Die Fifa kann momentan ja gute PR gebrauchen – da schadet es nicht, dass der DFB ohnehin gerade mit einem Truck den WM-Pokal durch 63 deutsche Städte fährt. Und am Montag auch in Ulm auf dem Münsterplatz halt machte. Ziel der Ehrenrunde: Fans die Möglichkeit geben, die Trophäe zu begucken und sich mit ihr ablichten zu lassen. Selbst fotografieren oder gar Video aufnehmen war allerdings streng verboten – so gibt es die Fifa vor, darauf achteten die Security-Leute. Den Fans freilich machte das wenig.

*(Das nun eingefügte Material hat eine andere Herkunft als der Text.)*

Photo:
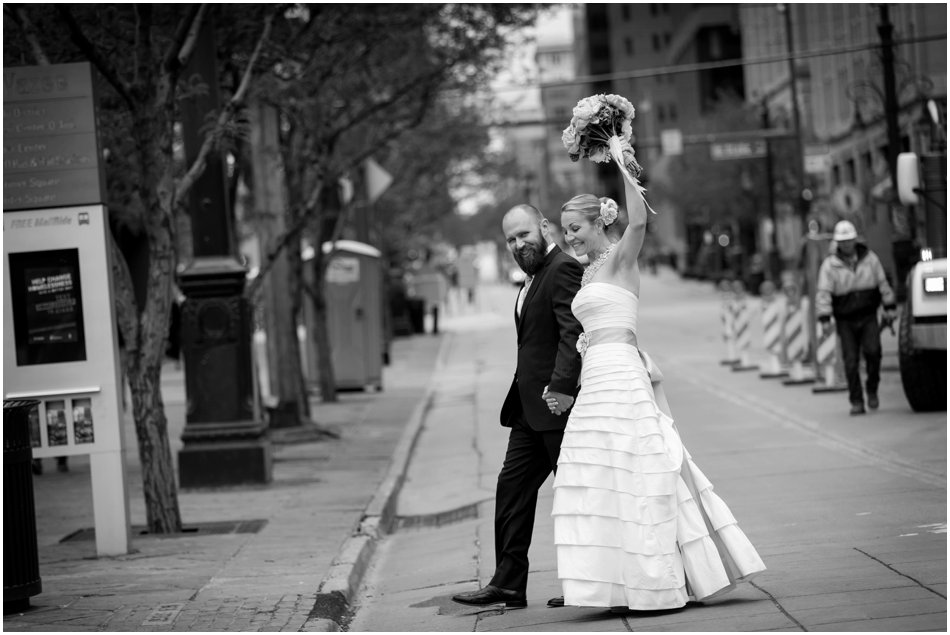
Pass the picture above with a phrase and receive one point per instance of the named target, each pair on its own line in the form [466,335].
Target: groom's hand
[557,402]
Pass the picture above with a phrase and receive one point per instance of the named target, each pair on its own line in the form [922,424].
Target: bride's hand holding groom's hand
[557,402]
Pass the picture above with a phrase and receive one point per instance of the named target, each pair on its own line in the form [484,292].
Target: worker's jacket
[852,292]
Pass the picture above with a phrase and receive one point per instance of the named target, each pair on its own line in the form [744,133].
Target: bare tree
[140,51]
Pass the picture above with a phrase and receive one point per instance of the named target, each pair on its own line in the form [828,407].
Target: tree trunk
[280,308]
[321,333]
[151,428]
[153,136]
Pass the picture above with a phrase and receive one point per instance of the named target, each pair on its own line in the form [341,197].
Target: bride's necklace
[594,266]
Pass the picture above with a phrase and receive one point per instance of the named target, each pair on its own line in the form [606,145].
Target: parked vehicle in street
[922,340]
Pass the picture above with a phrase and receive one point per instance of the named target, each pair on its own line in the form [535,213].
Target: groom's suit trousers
[531,457]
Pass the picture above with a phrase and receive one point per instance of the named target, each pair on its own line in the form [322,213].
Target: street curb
[342,582]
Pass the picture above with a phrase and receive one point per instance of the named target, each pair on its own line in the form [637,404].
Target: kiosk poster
[83,430]
[47,307]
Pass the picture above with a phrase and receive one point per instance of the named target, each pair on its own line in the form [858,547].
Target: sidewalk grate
[437,520]
[192,529]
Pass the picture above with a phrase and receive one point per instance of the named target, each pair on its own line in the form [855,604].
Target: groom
[541,393]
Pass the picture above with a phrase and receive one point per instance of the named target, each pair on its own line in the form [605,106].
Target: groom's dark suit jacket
[547,340]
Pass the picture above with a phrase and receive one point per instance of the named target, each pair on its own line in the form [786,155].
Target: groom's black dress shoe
[492,595]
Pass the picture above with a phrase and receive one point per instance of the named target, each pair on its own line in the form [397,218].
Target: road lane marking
[883,459]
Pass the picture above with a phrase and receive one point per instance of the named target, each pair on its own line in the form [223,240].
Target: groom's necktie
[524,293]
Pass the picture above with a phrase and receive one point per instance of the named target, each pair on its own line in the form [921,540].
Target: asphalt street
[848,513]
[374,529]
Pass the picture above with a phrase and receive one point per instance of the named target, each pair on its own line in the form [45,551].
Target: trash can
[21,564]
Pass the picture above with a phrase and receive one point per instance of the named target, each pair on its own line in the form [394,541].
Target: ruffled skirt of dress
[636,523]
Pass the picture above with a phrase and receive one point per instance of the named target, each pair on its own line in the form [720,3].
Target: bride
[636,523]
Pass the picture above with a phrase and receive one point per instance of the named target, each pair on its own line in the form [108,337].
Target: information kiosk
[59,334]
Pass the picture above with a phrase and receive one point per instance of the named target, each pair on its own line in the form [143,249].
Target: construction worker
[851,287]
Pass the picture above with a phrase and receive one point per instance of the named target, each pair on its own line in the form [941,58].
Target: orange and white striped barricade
[796,343]
[827,358]
[773,310]
[727,319]
[743,328]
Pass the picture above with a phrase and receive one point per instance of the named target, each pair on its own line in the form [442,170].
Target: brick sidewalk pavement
[252,558]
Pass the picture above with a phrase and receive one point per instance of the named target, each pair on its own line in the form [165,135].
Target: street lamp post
[801,201]
[222,443]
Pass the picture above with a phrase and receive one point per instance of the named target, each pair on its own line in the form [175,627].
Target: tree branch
[92,54]
[126,317]
[26,25]
[210,140]
[143,41]
[185,39]
[293,232]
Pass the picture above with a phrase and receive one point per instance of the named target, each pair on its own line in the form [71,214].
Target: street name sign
[729,150]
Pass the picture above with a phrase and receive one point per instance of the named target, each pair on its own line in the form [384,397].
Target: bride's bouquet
[596,120]
[600,130]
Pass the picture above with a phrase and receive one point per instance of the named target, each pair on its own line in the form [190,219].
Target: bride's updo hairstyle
[586,205]
[592,208]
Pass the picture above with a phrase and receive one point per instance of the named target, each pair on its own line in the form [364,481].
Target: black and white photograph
[475,317]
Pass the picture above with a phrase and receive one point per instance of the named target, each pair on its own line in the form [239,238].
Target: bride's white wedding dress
[636,523]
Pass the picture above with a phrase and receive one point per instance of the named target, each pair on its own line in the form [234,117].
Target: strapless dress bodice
[601,305]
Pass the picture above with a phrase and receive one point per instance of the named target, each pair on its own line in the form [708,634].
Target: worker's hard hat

Der RSV Ermingen, der den Pokal nach Ulm geholt hat, hatte Schulen für Behinderte, die Fußballvereine der Stadt und die Dorfgemeinschaft eingeladen. 1900 kostenlose Einlasstickets kamen so unter die Menschen, die restlichen – genau 2014 gab es – konnten gestern zum Beispiel an der Torwand gewonnen werden. In Elfer-Gruppen wurden die Fans durch den Doppeltruck geschleust, in dem es mulmig werden konnte. Im zappendusteren ersten schmalen Gang passierte bis auf allgemeine Orientierungslosigkeit erstmal nichts, dann, laut, schallt plötzlich Jogi Löws Stimme als Befehl aus den Lautsprechern: „Högschte Konzentration jetzt!“ Die fiel schwer bei der Attacke auf die Sinne, die folgte: Laufende Bänder mit flackernder Leuchtschrift links und rechts, dazu der Originalkommentar vom Endspiel in Brasilien dröhnend laut. Derart durchgerüttelt kamen die Besucher in den zweiten Truck, wo sie dann, immer noch leicht benommen, mit dem WM-Pokal fotografiert wurden.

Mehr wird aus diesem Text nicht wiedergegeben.